In 1902, a geologist named Benjamin Willis set off to the subartic in search of a mineral cache. When he couldn’t find clothing acceptable to withstand the journey, Willis decided to design and manufacture his own.
Using materials such as leather, shearling and alpaca, Willis created a line of foul weather clothing that performed splendidly through the harshest of conditions. (He also found the minerals.)
Through the early 1900s, Willis sold the items he designed and manufactured through venerable outdoor retailer Abercrombie & Fitch. Word of Willis’ designs spread quickly through the exploration community and in 1906, Teddy Roosevelt wore Willis’ wares (that he had purchased from Abercrombie & Fitch in NYC) on his trip across Alaska. Roosevelt was pleased enough with their performance that he again wore Willis’ clothing in 1908 when he journeyed to Africa.

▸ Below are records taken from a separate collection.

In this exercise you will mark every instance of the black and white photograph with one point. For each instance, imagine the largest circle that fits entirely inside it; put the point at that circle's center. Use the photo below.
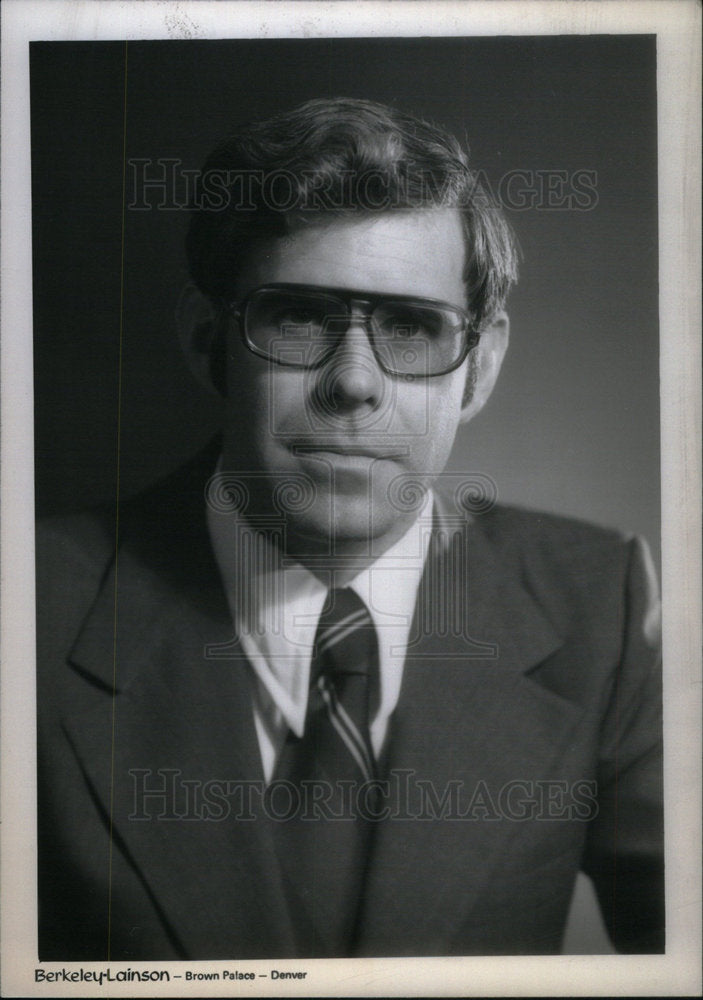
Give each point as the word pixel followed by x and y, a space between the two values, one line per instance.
pixel 347 503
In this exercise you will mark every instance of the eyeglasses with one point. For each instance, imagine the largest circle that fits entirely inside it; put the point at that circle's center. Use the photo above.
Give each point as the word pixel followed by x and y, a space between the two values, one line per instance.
pixel 301 326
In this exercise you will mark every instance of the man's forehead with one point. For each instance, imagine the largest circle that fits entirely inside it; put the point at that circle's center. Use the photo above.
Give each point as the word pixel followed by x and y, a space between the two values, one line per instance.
pixel 418 252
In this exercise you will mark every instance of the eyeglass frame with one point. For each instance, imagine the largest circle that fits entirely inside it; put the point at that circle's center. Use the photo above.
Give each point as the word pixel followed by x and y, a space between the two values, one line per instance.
pixel 366 299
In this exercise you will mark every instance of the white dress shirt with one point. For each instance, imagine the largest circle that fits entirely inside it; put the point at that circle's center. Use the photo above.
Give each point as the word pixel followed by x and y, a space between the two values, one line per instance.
pixel 276 603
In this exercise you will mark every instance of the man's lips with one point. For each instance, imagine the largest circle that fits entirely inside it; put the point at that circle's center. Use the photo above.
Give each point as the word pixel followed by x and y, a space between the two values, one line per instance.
pixel 350 451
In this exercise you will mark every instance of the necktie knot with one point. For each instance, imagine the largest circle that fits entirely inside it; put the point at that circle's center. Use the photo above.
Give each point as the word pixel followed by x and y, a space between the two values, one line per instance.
pixel 345 642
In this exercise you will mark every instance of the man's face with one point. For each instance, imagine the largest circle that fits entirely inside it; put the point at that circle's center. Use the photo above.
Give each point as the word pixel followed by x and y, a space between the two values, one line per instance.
pixel 349 429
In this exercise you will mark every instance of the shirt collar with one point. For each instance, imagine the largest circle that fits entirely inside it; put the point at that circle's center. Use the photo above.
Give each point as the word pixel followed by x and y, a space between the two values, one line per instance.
pixel 276 608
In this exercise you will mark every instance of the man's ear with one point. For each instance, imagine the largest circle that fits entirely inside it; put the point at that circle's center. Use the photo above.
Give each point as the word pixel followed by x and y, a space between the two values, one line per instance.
pixel 484 365
pixel 200 335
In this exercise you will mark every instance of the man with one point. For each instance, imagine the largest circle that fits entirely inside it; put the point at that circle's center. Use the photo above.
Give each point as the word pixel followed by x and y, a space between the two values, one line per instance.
pixel 301 699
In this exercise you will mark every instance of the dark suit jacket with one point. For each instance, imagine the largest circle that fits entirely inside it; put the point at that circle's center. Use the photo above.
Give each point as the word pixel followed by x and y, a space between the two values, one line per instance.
pixel 546 679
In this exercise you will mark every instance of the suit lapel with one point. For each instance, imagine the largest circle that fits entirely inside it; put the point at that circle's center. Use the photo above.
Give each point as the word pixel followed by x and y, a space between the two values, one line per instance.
pixel 471 719
pixel 181 712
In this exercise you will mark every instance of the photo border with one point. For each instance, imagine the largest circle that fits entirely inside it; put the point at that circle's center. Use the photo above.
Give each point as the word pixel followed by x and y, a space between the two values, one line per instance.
pixel 676 24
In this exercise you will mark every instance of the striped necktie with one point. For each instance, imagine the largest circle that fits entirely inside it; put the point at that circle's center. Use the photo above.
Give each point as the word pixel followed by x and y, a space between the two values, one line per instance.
pixel 324 847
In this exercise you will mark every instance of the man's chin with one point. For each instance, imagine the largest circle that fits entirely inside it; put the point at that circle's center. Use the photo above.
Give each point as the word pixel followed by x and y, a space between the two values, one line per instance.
pixel 345 526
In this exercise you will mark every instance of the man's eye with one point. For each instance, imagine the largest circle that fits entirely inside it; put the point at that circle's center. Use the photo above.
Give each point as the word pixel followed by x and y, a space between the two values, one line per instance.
pixel 408 324
pixel 299 315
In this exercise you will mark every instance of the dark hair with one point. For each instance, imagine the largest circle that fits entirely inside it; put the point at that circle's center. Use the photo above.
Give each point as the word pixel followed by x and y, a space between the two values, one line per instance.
pixel 340 157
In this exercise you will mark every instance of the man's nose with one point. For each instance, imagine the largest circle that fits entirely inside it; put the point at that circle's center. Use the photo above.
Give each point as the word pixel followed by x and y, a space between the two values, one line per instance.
pixel 352 377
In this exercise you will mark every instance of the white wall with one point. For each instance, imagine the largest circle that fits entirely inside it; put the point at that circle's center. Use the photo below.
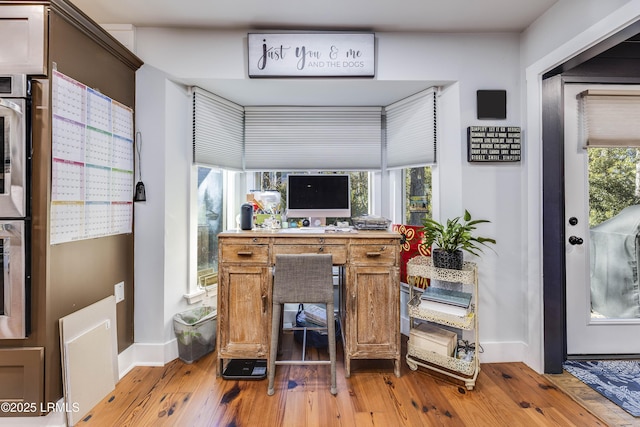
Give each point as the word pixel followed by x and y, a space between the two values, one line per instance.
pixel 161 222
pixel 506 194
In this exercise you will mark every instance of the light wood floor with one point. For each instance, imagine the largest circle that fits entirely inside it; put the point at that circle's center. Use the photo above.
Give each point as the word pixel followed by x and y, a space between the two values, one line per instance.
pixel 179 394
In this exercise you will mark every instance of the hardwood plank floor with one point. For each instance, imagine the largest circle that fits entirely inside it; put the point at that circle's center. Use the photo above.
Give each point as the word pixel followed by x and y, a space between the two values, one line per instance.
pixel 179 394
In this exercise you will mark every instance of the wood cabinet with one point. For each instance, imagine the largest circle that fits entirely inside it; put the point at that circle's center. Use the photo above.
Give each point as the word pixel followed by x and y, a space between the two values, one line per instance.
pixel 371 315
pixel 244 300
pixel 369 292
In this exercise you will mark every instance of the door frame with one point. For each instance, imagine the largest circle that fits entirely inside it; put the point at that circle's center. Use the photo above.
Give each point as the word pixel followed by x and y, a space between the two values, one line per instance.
pixel 576 70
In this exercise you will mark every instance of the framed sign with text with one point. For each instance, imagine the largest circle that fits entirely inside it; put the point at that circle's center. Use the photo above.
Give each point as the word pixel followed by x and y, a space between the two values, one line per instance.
pixel 494 144
pixel 311 54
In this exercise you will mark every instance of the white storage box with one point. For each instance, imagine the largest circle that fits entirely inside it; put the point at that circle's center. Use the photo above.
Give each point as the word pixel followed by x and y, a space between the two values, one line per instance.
pixel 426 336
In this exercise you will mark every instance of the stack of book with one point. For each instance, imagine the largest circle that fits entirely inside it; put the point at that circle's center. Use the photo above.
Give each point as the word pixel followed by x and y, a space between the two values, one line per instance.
pixel 447 301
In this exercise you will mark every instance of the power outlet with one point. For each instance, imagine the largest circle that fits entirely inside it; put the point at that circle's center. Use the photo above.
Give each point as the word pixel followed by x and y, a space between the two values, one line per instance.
pixel 119 292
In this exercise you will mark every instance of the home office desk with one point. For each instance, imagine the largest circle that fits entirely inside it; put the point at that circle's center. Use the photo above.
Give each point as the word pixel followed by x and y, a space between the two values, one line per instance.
pixel 369 302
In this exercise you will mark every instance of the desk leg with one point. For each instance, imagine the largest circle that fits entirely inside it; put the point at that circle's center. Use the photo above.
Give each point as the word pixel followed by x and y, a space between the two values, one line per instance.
pixel 347 366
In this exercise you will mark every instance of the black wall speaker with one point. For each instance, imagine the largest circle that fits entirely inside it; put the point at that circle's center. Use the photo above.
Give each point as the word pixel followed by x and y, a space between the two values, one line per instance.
pixel 246 216
pixel 491 104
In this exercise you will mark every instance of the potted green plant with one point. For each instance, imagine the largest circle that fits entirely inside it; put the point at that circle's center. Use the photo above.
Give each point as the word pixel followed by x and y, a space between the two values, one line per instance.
pixel 448 241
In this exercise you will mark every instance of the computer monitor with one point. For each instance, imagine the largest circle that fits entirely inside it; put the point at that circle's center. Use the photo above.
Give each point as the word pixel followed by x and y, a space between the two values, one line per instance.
pixel 318 196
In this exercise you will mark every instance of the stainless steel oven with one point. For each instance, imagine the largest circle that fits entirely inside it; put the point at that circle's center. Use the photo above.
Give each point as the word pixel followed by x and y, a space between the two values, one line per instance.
pixel 14 123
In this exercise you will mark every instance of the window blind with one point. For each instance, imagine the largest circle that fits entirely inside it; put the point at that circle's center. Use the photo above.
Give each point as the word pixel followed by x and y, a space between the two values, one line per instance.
pixel 218 131
pixel 610 118
pixel 313 138
pixel 411 131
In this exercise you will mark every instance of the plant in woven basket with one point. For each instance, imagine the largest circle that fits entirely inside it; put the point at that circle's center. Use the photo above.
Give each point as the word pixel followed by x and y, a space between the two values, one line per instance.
pixel 452 237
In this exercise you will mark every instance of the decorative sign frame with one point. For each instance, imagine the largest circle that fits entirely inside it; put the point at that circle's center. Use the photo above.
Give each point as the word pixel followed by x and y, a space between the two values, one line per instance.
pixel 494 144
pixel 311 55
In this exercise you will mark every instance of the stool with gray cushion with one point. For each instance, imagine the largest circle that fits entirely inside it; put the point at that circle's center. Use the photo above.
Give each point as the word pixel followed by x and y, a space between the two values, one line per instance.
pixel 305 278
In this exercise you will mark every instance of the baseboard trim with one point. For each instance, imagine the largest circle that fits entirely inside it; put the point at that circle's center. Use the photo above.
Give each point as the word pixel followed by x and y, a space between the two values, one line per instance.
pixel 143 354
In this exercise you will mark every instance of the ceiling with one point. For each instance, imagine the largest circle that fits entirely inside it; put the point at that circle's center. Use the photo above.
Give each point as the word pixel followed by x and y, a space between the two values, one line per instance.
pixel 329 15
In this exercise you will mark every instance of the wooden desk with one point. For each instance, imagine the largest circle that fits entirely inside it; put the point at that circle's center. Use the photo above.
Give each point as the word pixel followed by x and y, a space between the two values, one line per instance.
pixel 369 299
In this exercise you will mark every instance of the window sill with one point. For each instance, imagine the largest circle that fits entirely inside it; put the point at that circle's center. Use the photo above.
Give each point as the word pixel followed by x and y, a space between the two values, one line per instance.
pixel 201 294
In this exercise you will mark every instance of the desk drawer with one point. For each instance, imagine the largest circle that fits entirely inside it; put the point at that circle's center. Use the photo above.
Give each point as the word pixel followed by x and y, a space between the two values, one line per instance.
pixel 255 254
pixel 374 254
pixel 339 252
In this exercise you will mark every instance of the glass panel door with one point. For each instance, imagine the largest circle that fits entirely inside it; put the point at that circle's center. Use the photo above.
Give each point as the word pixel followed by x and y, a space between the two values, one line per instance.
pixel 602 237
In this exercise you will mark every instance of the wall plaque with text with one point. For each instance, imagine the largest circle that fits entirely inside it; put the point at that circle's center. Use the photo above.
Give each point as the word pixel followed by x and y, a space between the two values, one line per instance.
pixel 311 55
pixel 493 144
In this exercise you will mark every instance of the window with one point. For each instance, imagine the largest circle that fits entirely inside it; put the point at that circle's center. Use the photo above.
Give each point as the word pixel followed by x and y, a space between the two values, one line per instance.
pixel 210 220
pixel 270 181
pixel 417 194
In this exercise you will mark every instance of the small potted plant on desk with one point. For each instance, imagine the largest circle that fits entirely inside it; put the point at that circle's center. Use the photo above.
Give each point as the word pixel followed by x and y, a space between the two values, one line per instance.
pixel 447 241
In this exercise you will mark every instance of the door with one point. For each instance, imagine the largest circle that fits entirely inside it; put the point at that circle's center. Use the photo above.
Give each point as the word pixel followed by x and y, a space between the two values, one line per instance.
pixel 602 247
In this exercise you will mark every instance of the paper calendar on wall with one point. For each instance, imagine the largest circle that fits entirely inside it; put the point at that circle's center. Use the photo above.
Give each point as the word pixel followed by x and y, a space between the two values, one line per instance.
pixel 92 163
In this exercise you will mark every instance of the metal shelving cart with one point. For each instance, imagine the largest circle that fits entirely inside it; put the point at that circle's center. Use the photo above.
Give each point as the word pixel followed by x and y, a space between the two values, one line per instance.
pixel 453 366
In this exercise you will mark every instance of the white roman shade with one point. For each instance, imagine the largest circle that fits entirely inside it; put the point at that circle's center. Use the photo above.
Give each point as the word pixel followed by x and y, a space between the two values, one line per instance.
pixel 411 131
pixel 313 138
pixel 218 131
pixel 611 118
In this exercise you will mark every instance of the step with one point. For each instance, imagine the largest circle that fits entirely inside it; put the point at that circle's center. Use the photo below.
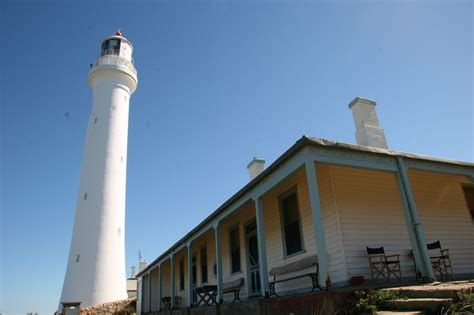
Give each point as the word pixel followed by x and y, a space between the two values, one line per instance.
pixel 431 293
pixel 429 304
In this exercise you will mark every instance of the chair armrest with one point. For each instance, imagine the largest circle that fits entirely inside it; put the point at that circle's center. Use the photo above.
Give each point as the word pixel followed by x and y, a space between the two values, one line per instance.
pixel 396 255
pixel 445 252
pixel 378 259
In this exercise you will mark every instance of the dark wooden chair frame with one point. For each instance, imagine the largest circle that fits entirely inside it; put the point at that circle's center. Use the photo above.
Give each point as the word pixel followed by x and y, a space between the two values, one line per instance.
pixel 296 266
pixel 234 287
pixel 383 266
pixel 166 303
pixel 441 262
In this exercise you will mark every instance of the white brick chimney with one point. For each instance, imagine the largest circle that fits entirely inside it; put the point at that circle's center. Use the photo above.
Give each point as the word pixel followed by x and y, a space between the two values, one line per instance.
pixel 142 265
pixel 368 131
pixel 255 167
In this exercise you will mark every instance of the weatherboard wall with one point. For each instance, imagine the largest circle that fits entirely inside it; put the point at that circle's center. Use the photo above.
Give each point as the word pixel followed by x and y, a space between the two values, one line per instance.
pixel 445 216
pixel 370 214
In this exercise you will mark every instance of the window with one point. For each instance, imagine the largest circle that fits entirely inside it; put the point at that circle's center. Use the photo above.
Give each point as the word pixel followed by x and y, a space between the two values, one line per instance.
pixel 234 249
pixel 290 221
pixel 203 264
pixel 469 195
pixel 111 47
pixel 181 274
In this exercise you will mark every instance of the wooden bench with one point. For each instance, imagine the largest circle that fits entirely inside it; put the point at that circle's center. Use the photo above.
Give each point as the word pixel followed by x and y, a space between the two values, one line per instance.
pixel 295 266
pixel 234 287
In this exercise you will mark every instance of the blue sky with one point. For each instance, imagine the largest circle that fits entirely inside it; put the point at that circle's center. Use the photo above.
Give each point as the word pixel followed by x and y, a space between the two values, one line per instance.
pixel 219 83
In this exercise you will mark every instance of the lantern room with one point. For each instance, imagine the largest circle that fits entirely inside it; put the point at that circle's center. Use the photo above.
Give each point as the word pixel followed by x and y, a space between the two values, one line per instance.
pixel 117 45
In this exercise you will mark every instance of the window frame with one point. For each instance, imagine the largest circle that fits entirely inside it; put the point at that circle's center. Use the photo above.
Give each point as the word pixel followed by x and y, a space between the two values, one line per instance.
pixel 232 228
pixel 182 284
pixel 201 248
pixel 470 211
pixel 281 197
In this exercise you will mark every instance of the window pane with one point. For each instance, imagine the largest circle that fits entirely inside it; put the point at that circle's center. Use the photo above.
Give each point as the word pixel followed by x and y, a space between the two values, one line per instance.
pixel 235 250
pixel 469 194
pixel 181 274
pixel 290 207
pixel 291 224
pixel 293 241
pixel 204 264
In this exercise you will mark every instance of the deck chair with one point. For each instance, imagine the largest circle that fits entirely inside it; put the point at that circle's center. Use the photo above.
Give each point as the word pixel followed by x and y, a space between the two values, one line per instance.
pixel 383 266
pixel 440 260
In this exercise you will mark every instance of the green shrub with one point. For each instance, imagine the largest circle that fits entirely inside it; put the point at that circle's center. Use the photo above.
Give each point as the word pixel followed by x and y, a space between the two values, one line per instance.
pixel 370 301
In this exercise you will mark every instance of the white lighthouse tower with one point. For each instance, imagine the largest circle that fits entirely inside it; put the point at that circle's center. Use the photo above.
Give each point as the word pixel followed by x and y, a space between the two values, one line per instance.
pixel 96 265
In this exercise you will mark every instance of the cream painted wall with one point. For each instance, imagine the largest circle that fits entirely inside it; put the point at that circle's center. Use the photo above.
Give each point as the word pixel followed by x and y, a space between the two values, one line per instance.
pixel 370 214
pixel 166 282
pixel 240 219
pixel 329 205
pixel 182 255
pixel 155 275
pixel 273 230
pixel 445 216
pixel 145 300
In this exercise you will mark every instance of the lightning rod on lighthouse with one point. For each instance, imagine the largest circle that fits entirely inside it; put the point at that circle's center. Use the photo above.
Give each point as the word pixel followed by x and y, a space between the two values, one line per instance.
pixel 96 265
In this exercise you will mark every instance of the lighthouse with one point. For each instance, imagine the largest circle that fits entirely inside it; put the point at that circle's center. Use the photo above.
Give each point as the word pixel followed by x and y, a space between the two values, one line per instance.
pixel 96 265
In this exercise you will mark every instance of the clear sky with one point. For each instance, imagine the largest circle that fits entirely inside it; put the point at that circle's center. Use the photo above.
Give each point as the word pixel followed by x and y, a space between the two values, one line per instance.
pixel 219 83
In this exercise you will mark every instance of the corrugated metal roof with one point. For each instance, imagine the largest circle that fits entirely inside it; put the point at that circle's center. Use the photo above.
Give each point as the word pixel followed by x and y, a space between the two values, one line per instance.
pixel 301 143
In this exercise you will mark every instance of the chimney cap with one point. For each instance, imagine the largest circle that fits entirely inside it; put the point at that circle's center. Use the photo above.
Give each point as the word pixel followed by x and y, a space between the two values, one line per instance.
pixel 255 160
pixel 359 99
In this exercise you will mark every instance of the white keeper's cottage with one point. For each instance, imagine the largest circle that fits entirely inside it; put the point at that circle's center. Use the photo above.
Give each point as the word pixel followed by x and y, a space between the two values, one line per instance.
pixel 314 211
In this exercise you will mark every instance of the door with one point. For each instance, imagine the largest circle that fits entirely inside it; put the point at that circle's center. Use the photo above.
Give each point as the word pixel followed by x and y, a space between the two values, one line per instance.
pixel 253 271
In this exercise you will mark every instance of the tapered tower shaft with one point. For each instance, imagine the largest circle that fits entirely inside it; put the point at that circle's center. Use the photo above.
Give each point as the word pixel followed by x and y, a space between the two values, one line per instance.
pixel 96 266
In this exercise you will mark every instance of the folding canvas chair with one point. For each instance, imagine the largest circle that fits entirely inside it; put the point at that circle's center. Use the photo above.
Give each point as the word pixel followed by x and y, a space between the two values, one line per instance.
pixel 440 260
pixel 383 266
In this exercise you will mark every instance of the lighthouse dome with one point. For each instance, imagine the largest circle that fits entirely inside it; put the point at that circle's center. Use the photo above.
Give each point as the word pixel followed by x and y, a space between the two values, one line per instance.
pixel 117 45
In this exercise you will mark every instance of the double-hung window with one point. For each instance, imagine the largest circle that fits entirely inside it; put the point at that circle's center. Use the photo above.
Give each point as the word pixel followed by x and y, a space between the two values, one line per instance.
pixel 291 223
pixel 469 195
pixel 234 249
pixel 203 253
pixel 181 274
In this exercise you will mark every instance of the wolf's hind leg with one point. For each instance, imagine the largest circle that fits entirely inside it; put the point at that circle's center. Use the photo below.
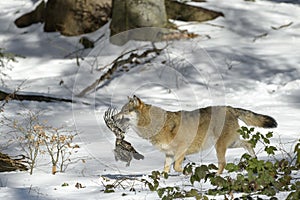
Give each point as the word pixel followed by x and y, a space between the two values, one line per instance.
pixel 221 151
pixel 178 163
pixel 246 145
pixel 168 162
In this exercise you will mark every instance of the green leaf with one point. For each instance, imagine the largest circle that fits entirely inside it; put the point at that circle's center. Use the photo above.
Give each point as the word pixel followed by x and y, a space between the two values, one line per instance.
pixel 201 172
pixel 269 134
pixel 270 150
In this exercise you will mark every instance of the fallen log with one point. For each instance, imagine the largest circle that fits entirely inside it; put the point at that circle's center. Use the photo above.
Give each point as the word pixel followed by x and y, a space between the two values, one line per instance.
pixel 8 164
pixel 27 97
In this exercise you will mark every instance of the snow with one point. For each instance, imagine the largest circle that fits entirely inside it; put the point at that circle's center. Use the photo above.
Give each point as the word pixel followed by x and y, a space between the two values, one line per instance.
pixel 239 60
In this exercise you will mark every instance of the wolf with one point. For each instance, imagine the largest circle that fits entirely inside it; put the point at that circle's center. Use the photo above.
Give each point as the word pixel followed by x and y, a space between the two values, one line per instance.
pixel 182 133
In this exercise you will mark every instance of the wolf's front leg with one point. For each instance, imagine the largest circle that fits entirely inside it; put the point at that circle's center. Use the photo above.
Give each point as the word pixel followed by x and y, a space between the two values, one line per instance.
pixel 168 163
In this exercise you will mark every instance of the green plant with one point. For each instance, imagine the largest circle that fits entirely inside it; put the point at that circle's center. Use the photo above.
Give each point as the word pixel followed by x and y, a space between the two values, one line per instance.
pixel 250 177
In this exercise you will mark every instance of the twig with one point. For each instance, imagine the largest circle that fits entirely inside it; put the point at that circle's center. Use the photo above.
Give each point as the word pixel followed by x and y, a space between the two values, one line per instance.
pixel 260 36
pixel 282 26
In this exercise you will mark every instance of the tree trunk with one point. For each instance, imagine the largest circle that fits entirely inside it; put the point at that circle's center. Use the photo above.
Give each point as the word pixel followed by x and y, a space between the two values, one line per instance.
pixel 130 14
pixel 75 17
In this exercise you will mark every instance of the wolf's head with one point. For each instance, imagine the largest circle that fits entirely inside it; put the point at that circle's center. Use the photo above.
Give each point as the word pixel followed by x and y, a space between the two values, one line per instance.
pixel 129 113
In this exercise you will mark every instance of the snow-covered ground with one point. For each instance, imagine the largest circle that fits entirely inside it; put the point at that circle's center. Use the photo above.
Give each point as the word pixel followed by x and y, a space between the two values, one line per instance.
pixel 249 59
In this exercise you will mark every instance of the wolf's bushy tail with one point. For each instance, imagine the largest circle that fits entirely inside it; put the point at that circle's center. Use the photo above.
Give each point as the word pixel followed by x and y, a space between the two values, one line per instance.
pixel 254 119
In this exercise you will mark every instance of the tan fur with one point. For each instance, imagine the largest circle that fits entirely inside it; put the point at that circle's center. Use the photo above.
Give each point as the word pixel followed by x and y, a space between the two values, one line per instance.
pixel 181 133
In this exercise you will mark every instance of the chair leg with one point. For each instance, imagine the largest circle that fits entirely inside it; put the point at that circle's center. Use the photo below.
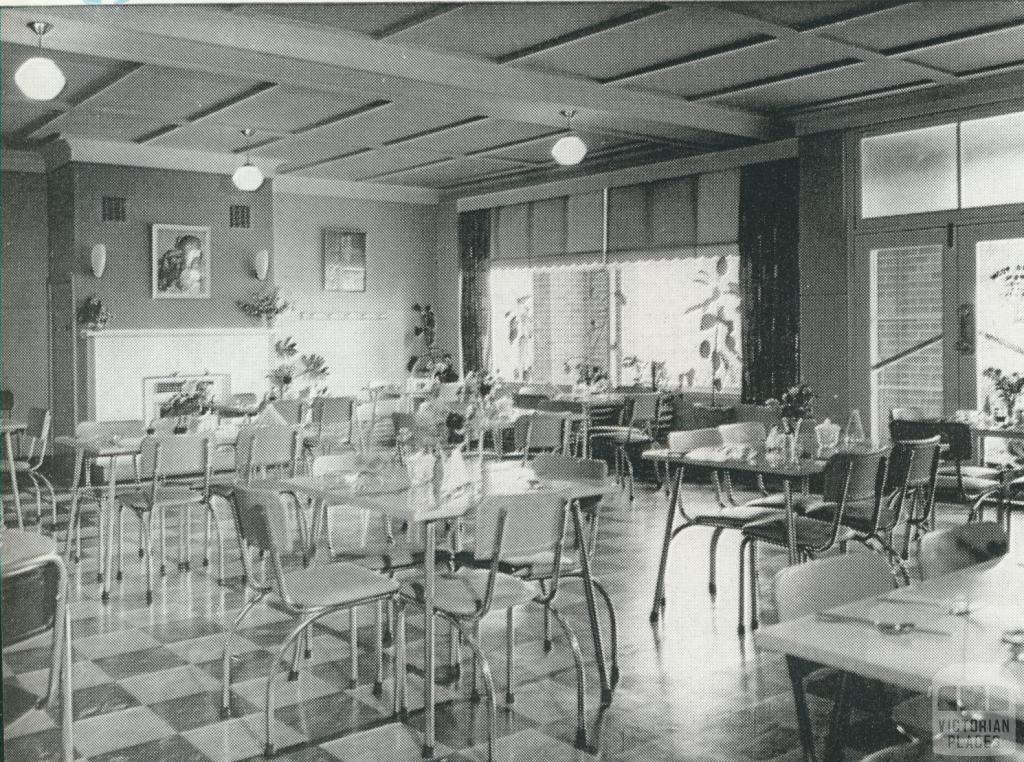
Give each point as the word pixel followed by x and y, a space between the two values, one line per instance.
pixel 753 574
pixel 713 561
pixel 509 654
pixel 581 738
pixel 353 646
pixel 268 718
pixel 740 628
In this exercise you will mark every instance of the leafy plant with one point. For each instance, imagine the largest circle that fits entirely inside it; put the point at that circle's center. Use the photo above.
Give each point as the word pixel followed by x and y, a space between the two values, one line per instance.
pixel 92 314
pixel 719 344
pixel 263 304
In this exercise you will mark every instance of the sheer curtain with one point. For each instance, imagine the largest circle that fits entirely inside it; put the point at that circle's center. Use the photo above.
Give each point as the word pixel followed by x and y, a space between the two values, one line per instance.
pixel 769 278
pixel 474 255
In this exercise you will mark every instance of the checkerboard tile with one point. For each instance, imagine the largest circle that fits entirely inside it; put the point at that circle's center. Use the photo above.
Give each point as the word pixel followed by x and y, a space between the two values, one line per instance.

In 1928, Willis took on a business partner named Howard W. Geiger, and the company was re-christened Willis & Geiger Outfitters. Willis handled the technical and design aspects while Geiger focused on marketing.
Willis & Geiger operated under a simple dictum:
“Don’t tell us how to make it cheaper, tell us how to make it better.”
In 1931, the U.S. Government approached Willis & Geiger in need of a new jacket for its pilots; the result was the now famous A-2 Intermediate Flight Jacket. From there, the list of adventurers who wore Willis & Geiger reads like a veritable Who’s Who of exploration marvels: Lindbergh. Amundson. Earhart. Hillary. And the list went on.
For more than 50 years, the “Make It Better” philosophy served the company well. However, in 1977, Abercrombie & Fitch went bankrupt with its single largest debt owed to Willis & Geiger. W&G didn’t survive.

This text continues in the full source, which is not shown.